Rebeca and Noe Gatlan

This photo was taken in Braila in the 1940s, when my parents went to a ball. My mother was the queen of the ball. She wore a black dress with a peacock of beads. I kept this peacock of beads for a long time. My mother wore a natural fair-haired wig.

My parents didn't use to go to restaurants. But there were charity balls and house visits, which are now gone. They used to receive two or three family at a time, not just one person. This is what social life used to look like: visiting other families and going to balls to meet the others. Balls were held at the Communal Hall, which now houses the 'Maria Filoti' Theater. The Army House also organized huge balls. As I was growing up, the parties thrown by my parents were getting scarcer.
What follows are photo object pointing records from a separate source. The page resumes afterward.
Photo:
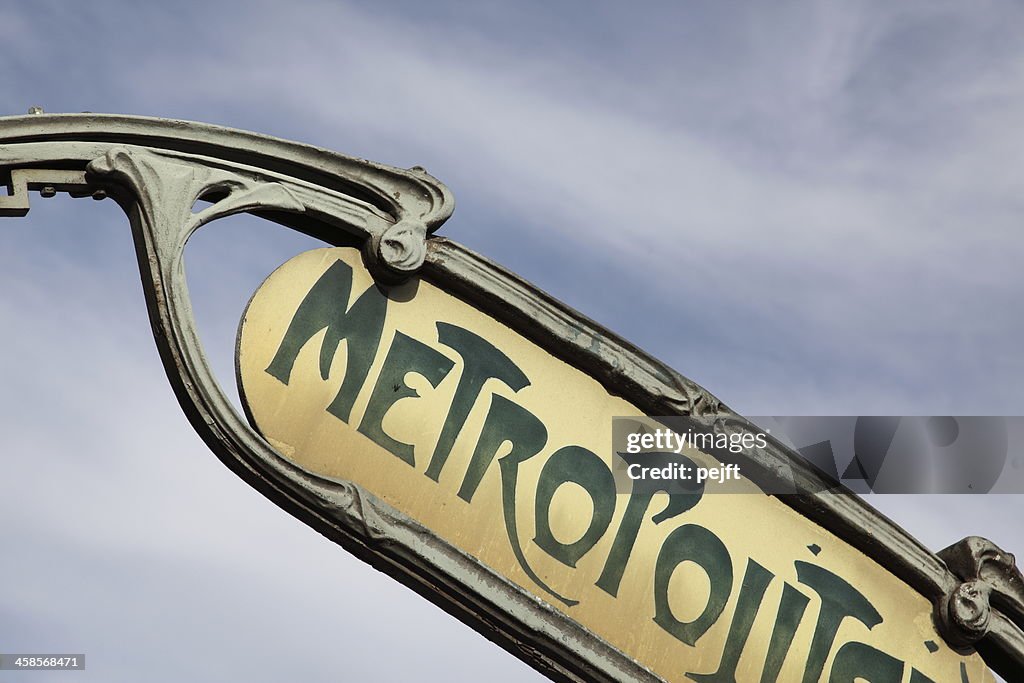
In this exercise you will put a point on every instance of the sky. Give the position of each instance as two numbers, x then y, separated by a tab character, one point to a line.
807	208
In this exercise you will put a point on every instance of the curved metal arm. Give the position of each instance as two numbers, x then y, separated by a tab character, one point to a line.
158	170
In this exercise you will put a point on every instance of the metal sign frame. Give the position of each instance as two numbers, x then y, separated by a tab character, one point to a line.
158	169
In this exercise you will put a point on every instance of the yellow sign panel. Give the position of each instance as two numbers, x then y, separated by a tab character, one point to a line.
505	452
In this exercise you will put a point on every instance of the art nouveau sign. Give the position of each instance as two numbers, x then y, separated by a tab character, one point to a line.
453	426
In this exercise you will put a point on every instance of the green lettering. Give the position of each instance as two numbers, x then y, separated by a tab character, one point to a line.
326	306
406	355
576	464
481	361
692	543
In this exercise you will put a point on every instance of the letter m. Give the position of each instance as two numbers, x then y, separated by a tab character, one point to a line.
327	306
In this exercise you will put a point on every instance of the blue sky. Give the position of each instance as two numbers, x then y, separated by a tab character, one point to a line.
808	208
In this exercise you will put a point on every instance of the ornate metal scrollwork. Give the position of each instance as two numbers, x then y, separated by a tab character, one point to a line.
158	170
990	579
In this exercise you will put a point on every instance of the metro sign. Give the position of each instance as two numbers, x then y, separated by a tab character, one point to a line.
453	426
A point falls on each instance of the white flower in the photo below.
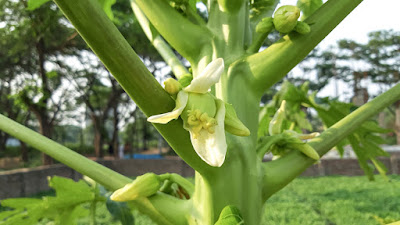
(203, 115)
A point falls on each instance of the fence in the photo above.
(26, 182)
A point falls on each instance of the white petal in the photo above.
(212, 147)
(208, 77)
(164, 118)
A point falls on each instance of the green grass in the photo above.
(335, 200)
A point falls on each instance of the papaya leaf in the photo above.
(34, 4)
(120, 211)
(64, 208)
(106, 5)
(308, 7)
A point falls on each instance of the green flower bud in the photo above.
(172, 86)
(275, 126)
(230, 6)
(230, 215)
(285, 18)
(185, 80)
(293, 141)
(302, 28)
(306, 149)
(205, 103)
(143, 186)
(232, 123)
(266, 25)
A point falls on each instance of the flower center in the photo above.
(198, 121)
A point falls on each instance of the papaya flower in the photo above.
(203, 115)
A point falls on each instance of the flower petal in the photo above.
(212, 147)
(164, 118)
(208, 77)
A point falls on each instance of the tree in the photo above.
(34, 40)
(231, 182)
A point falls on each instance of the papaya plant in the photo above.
(209, 115)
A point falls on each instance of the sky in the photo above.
(370, 15)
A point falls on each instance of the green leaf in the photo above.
(308, 7)
(34, 4)
(230, 215)
(106, 5)
(64, 207)
(120, 211)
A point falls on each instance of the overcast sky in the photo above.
(370, 15)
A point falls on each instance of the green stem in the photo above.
(279, 173)
(186, 37)
(158, 42)
(101, 174)
(266, 144)
(93, 213)
(256, 45)
(176, 178)
(272, 64)
(229, 30)
(164, 209)
(117, 55)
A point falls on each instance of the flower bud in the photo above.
(204, 103)
(266, 25)
(233, 124)
(185, 80)
(230, 215)
(143, 186)
(306, 149)
(276, 122)
(172, 86)
(230, 6)
(285, 18)
(302, 28)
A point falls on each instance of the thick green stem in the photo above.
(186, 37)
(266, 143)
(279, 173)
(158, 42)
(256, 45)
(272, 64)
(119, 58)
(101, 174)
(229, 30)
(93, 213)
(164, 209)
(183, 182)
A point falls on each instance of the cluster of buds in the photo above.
(285, 20)
(204, 116)
(288, 139)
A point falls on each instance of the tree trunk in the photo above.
(46, 130)
(98, 144)
(114, 140)
(24, 152)
(145, 136)
(397, 122)
(3, 141)
(98, 137)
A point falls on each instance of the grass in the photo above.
(314, 201)
(326, 201)
(335, 201)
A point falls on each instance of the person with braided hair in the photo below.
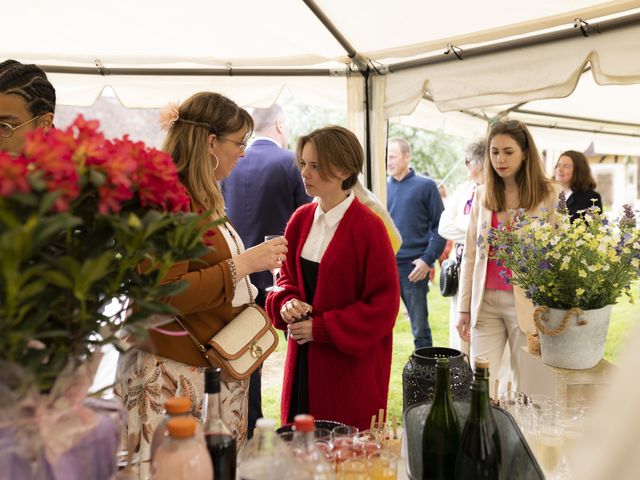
(27, 102)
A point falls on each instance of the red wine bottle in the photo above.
(441, 435)
(220, 441)
(477, 457)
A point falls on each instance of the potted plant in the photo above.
(573, 272)
(78, 215)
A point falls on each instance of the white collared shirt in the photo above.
(323, 229)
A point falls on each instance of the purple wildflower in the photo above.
(628, 218)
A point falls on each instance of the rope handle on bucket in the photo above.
(541, 315)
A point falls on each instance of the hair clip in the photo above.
(169, 115)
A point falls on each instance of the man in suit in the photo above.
(260, 195)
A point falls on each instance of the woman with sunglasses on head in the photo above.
(27, 102)
(340, 294)
(573, 174)
(454, 222)
(206, 137)
(492, 312)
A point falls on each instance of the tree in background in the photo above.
(435, 154)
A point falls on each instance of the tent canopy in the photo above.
(154, 52)
(227, 37)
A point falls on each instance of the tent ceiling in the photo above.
(208, 34)
(268, 33)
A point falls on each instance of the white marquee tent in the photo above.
(333, 52)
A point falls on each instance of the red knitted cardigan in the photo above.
(354, 311)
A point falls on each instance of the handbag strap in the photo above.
(192, 337)
(195, 341)
(246, 278)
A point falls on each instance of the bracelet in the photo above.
(233, 270)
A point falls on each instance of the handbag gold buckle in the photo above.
(255, 349)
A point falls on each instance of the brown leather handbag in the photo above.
(244, 343)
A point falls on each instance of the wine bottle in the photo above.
(477, 457)
(441, 436)
(220, 441)
(482, 373)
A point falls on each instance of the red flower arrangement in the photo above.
(78, 214)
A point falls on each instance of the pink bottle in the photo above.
(182, 456)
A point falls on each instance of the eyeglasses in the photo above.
(7, 130)
(242, 145)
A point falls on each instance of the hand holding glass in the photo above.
(274, 271)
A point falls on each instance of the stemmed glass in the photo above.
(274, 271)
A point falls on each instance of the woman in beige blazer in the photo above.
(491, 311)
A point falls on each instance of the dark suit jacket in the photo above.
(581, 201)
(260, 195)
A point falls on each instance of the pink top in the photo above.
(494, 280)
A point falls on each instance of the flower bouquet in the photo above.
(79, 214)
(572, 271)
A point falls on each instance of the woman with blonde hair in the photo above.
(340, 297)
(206, 137)
(492, 312)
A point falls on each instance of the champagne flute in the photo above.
(274, 271)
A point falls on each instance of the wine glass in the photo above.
(274, 271)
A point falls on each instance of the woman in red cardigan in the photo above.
(341, 293)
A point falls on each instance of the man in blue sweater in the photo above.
(415, 206)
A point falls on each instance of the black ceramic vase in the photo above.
(419, 375)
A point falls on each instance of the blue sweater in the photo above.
(415, 205)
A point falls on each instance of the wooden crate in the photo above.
(570, 388)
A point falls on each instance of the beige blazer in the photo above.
(473, 272)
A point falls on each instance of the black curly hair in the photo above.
(31, 83)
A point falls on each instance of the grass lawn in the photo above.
(623, 318)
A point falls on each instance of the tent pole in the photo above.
(572, 32)
(363, 68)
(197, 72)
(367, 128)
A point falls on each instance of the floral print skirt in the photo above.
(144, 381)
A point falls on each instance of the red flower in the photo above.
(50, 159)
(159, 184)
(13, 175)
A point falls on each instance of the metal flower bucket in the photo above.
(573, 339)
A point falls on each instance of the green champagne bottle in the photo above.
(441, 436)
(477, 457)
(482, 373)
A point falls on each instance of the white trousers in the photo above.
(497, 327)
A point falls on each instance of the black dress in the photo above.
(581, 201)
(300, 389)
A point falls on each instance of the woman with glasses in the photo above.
(206, 138)
(492, 312)
(27, 102)
(454, 222)
(573, 174)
I remember my parents took my sister and me everywhere they went, from an early age. This is why I loved art. I didn't miss one single performance. For instance, when Ion Dacian came to town with his operetta performance, I was there. We didn't have a nanny anymore, so our parents couldn't leave us at home, and took us with them to operetta and opera performances, and to the movies. They probably did that partly because they couldn't find anyone to baby-sit. As for us, we really enjoyed going out like that.

My mother didn't have an occupation. She was a housewife, but she wasn't anything like those ladies who just sit around doing nothing; she took part in the activities related to our household, she didn't spend her time having coffee in the living room. When she would go some place, she would leave me with the nanny.